CSC231 Homework 9 Solutions
--D. Thiebaut 11:55, 20 November 2012 (EST)
Programming
;;; hw9.asm
;;; Naomi Long
;;; 231a-ad
;;;
;;; Plays game of life 20 times with 1D array of 70 orgs. Displays
;;; dead organisms as '.' and live ones as 'o'. First and last orgs
;;; in org array represent outside boundaries and are always dead.
;;;
;;; Takes initial org array and updates it based on 3 rules of life.
;;; 1. If two dead neighbors, org dies. 2. If two live neighbors,
;;; org dies. 3. If one dead and one live neighbor, lives.
;;;
;;; Sample output cut down for space, sandwiched between two prompts:
;;; [231a-ad@grendel ~/hw9]$ ./hw9
;;; o.o....oo....o......o.........
;;; ...o..oooo..o.o....o.o........
;;; ..o.ooo..ooo...o..o...o.......
;;; .o..o.oooo.oo.o.oo.o.o.o......
;;; o.oo..o..o.oo...oo......o.....
;;; [231a-ad@grendel ~/hw9]$
;;;
;;; To run:
;;; nasm -f elf -F stabs hw9.asm ; ld -melf_i386 -o hw9 hw9.o ; ./hw9
;;; -------------------------
;;; data segment
;;; -------------------------
section .data
fate db 0,1,0 ; fate table for future org statuses
orgs db 0,1,0,1,0,0,0,0,1,1 ; initial org statues, first and
db 0,0,0,0,1,0,0,0,0,0 ; last orgs count as boundaries
db 0,1,0,0,0,0,0,0,0,0
db 0,0,0,1,0,1,0,0,0,1
db 0,0,0,0,0,0,0,0,0,1
db 0,1,0,0,0,1,0,0,0,0
db 1,0,1,0,0,1,0,0,1,0
numOrgs equ $-orgs-2 ; number of orgs mins boundaries
temp db 0,0,0,0,0,0,0,0,0,0 ; stores temp new status for updating
db 0,0,0,0,0,0,0,0,0,0
db 0,0,0,0,0,0,0,0,0,0
db 0,0,0,0,0,0,0,0,0,0
db 0,0,0,0,0,0,0,0,0,0
db 0,0,0,0,0,0,0,0,0,0
db 0,0,0,0,0,0,0,0,0,0
chars db ".","o" ; chars representing dead and live orgs
newline db 10
;;; -------------------------
;;; code area
;;; -------------------------
section .text
global _start:
_start:
push dword numOrgs
push dword orgs
push dword chars
call printStatus ; print initial arrangement of orgs
push dword newline
call printNewLine ; print new line
mov ecx, 20 ; play game of life 20 times
.playGame:
push dword numOrgs
push dword orgs
push dword temp
call update ; changes orgs by conway's rules
push dword numOrgs
push dword orgs
push dword chars
call printStatus ; print current arrangement of orgs
push dword newline
call printNewLine ; print new line
loop .playGame
;;; exit
mov ebx, 0
mov eax, 1
int 0x80
;;; ---------------------------------------------------
;;; update
;;; Updates org statuses based on rules of game.
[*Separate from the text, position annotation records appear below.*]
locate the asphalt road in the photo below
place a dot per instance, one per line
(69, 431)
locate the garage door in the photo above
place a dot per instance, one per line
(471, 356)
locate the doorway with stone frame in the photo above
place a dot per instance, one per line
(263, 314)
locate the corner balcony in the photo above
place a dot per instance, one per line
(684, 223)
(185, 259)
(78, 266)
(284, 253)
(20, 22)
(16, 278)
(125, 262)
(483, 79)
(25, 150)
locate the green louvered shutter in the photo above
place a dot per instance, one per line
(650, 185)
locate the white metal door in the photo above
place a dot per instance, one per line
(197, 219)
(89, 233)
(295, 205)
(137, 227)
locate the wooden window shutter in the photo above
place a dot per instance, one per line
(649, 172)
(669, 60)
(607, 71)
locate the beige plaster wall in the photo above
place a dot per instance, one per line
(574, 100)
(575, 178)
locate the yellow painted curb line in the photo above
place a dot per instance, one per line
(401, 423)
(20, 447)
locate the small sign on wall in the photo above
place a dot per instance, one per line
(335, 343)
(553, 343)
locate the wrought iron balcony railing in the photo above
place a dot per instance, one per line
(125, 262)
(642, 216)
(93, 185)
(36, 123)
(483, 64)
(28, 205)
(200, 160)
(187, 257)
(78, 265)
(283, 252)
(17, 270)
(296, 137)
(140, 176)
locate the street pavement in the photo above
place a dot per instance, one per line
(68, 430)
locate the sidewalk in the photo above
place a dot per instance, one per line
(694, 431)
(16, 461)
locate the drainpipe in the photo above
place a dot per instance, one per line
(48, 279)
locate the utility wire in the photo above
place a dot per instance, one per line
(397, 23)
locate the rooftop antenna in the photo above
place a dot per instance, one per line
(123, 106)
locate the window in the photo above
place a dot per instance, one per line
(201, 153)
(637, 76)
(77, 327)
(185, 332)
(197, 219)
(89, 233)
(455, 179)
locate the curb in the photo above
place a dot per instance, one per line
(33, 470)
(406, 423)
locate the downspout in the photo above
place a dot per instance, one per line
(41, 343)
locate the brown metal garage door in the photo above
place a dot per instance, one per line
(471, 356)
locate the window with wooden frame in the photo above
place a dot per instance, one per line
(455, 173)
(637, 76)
Doesn't
;;; iterate over first and last orgs, which represent
;;; outside boundaries and are always dead. Takes 3
;;; dword parameters: number of orgs in array, addrs
;;; of org array, and addrs of temp array. Doesn't
;;; modify any registers.
;;; ---------------------------------------------------
update:
push ebp ; save caller's ebp
mov ebp, esp
pushad
mov eax, 0 ; clear eax
mov ecx, dword[ebp+16] ; update all orgs
mov ebx, dword[ebp+12] ; ebx = addrs of first org
mov edx, dword[ebp+8] ; edx = addrs of first temp storage cell
.for:
inc ebx ; ebx points to next org
inc edx ; edx points to next temp storage cell
sub esp, 4 ; make space for return value
push ebx ; push addrs of current org
call getFate ; get new status of org
pop eax ; eax = returned new org status
mov byte[edx], al ; stores new status in temp storage
; to avoid updating based on new statuses
loop .for
push dword[ebp+16]
push dword[ebp+12]
push dword[ebp+8]
call moveTempToOrgs ; moves updated temp statuses to org array
popad
pop ebp ; restore caller's ebp
ret 3*4 ; destroy 3 dword stack frame
;;; ---------------------------------------------------
;;; getFate
;;; Takes a stack frame holding dword space for return
;;; value and dword addrs of next org. Gets fate of
;;; passed org and stores its new status in return
;;; value. Then destroys stack frame except return value.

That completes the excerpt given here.